She, along with two other Indigenous scholars in UVic’s education faculty, have co-authored the book Promising Practices in Indigenous Teacher Education. Also contributing are Paul Whitinui, who is Maori, and Carmen Rodriguez de France, of the Kickapoo Nation of northeast Mexico.

Forty-seven other contributors add their perspectives on Indigenous scholarship from across Canada, New Zealand, Australia, the U.S. and Mexico.

The book reaches out to Indigenous communities, community leaders, educators and schools to prepare for a new way of teaching and thinking about First Nations cultures and languages.

McIvor, who works in the field of language revitalization, said all Canadians can start by recognizing they have a personal stake in First Nations languages.

“As Canadians, the Indigenous languages are part of our heritage,” she said. “If you call yourself Canadian, then that heritage belongs to you and you have a responsibility to protect and continue that heritage. All children in Canada should be learning Indigenous languages.”

McIvor said one of the most common objections to the idea is that Canada is home to at least 60 First Nations languages. How can so many be taught?

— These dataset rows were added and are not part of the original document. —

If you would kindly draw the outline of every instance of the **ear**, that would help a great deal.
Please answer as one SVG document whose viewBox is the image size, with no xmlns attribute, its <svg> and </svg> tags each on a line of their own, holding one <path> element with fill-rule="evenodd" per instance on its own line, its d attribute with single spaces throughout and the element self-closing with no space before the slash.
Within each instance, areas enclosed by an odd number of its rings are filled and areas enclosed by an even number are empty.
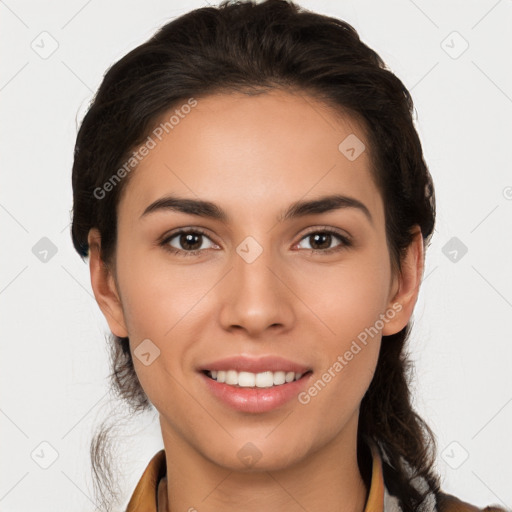
<svg viewBox="0 0 512 512">
<path fill-rule="evenodd" d="M 413 239 L 402 259 L 401 272 L 394 276 L 387 311 L 394 311 L 382 329 L 383 336 L 400 332 L 409 322 L 418 299 L 424 268 L 423 237 L 416 226 Z"/>
<path fill-rule="evenodd" d="M 94 297 L 100 307 L 110 330 L 116 336 L 128 336 L 124 313 L 119 298 L 119 292 L 112 270 L 101 259 L 101 235 L 98 229 L 89 230 L 89 270 Z"/>
</svg>

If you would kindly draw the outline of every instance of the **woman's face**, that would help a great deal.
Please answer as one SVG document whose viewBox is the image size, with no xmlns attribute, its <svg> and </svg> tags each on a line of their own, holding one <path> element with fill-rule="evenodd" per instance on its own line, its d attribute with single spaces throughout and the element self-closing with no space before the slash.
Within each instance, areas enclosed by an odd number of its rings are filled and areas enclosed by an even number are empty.
<svg viewBox="0 0 512 512">
<path fill-rule="evenodd" d="M 232 469 L 354 446 L 381 335 L 410 313 L 364 132 L 283 91 L 208 96 L 190 110 L 152 136 L 123 192 L 120 305 L 107 314 L 129 336 L 166 446 Z M 170 196 L 186 208 L 166 206 Z"/>
</svg>

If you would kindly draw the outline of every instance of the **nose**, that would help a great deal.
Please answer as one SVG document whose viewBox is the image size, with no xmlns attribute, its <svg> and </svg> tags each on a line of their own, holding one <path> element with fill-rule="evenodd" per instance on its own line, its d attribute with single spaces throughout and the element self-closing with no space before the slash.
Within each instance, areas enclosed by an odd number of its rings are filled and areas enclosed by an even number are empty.
<svg viewBox="0 0 512 512">
<path fill-rule="evenodd" d="M 252 262 L 235 253 L 232 262 L 219 289 L 222 327 L 253 338 L 269 330 L 275 334 L 291 329 L 296 318 L 294 294 L 284 262 L 273 258 L 270 250 Z"/>
</svg>

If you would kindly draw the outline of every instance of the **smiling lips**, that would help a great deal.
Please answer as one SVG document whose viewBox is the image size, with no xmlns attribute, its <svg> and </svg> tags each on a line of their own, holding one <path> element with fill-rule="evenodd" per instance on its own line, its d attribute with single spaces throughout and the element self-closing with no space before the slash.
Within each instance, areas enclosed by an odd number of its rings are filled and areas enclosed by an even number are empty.
<svg viewBox="0 0 512 512">
<path fill-rule="evenodd" d="M 230 386 L 240 386 L 243 388 L 270 388 L 272 386 L 280 386 L 287 382 L 299 380 L 302 373 L 295 372 L 237 372 L 236 370 L 212 370 L 207 375 L 217 382 L 224 382 Z"/>
<path fill-rule="evenodd" d="M 200 368 L 207 389 L 224 404 L 262 413 L 295 398 L 309 381 L 311 368 L 275 356 L 229 357 Z"/>
</svg>

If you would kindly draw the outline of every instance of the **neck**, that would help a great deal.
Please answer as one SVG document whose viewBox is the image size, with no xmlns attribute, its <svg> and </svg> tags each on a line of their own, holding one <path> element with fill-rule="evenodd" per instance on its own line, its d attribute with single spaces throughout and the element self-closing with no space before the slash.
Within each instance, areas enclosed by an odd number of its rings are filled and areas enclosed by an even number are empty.
<svg viewBox="0 0 512 512">
<path fill-rule="evenodd" d="M 167 475 L 158 512 L 363 512 L 369 489 L 357 463 L 357 418 L 353 423 L 292 466 L 251 472 L 214 464 L 163 428 Z"/>
</svg>

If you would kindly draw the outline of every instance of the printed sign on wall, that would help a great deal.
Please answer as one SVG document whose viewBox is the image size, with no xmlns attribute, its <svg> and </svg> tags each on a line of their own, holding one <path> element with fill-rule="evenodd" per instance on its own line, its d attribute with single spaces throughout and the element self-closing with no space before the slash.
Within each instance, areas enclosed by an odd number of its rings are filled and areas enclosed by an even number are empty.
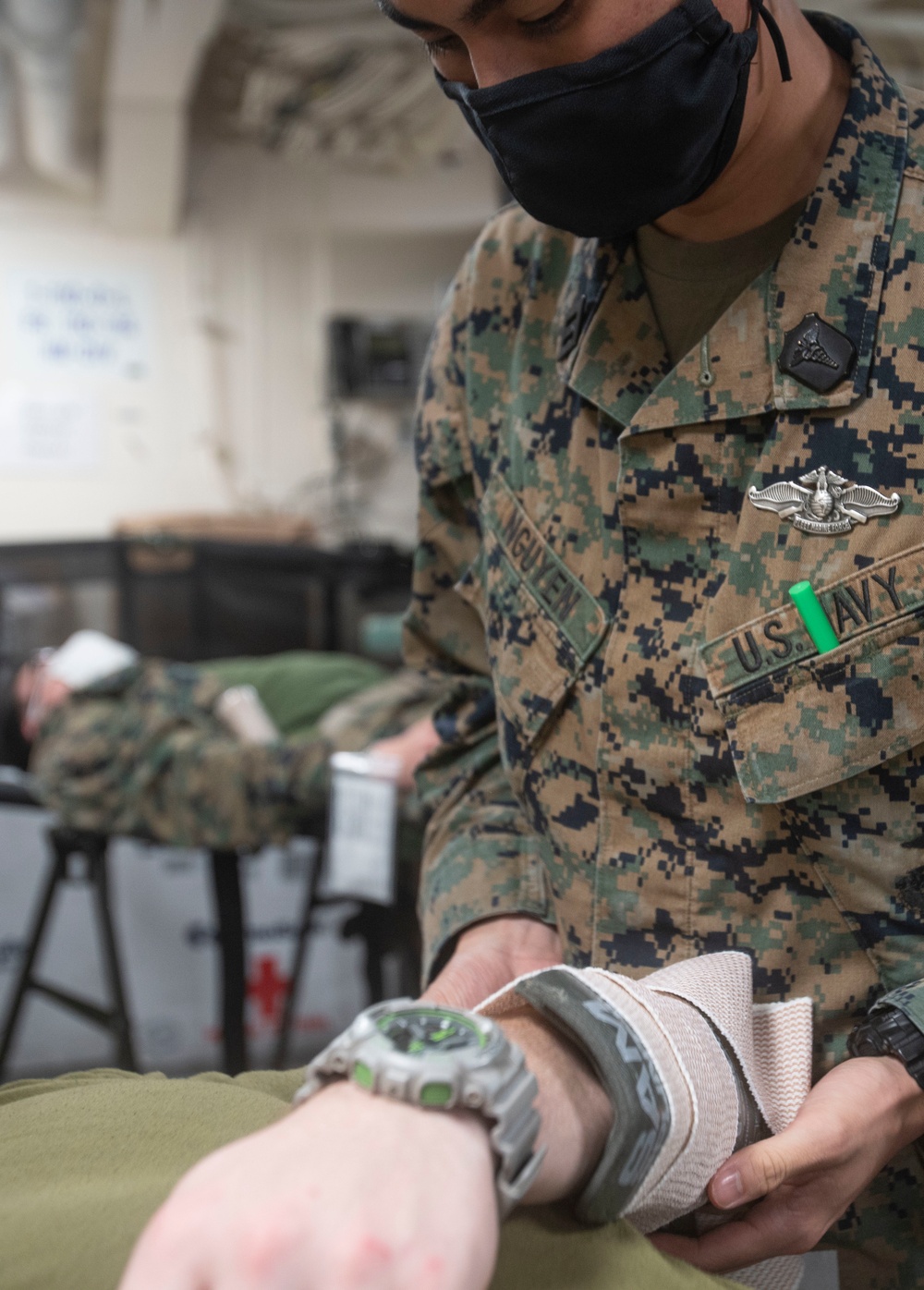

She said that’s an easy problem to overcome: Start by teaching a local First Nations language.

“Always respect and acknowledge the land you are on,” McIvor said. “Your starting place is always going to be the language of the land you are on.”

She said it’s already being done. Elementary school students in Prince Rupert are being introduced to Tsimshian and Haida is taught to children in Haida Gwaii.

McIvor said she wouldn’t expect every student to become fluent in a First Nations language. But just remembering a few local First Nations phrases and stories would go a long way toward establishing a renewed Canadian spirit, she said.

“Let’s acknowledge the land beneath our feet and not be intimidated,” she said. “There is some public education required, but that is part of truth and reconciliation. It’s about who we are as Canadians, who we want to be, and how are we going to come together and reconcile who we are as a country going forward.”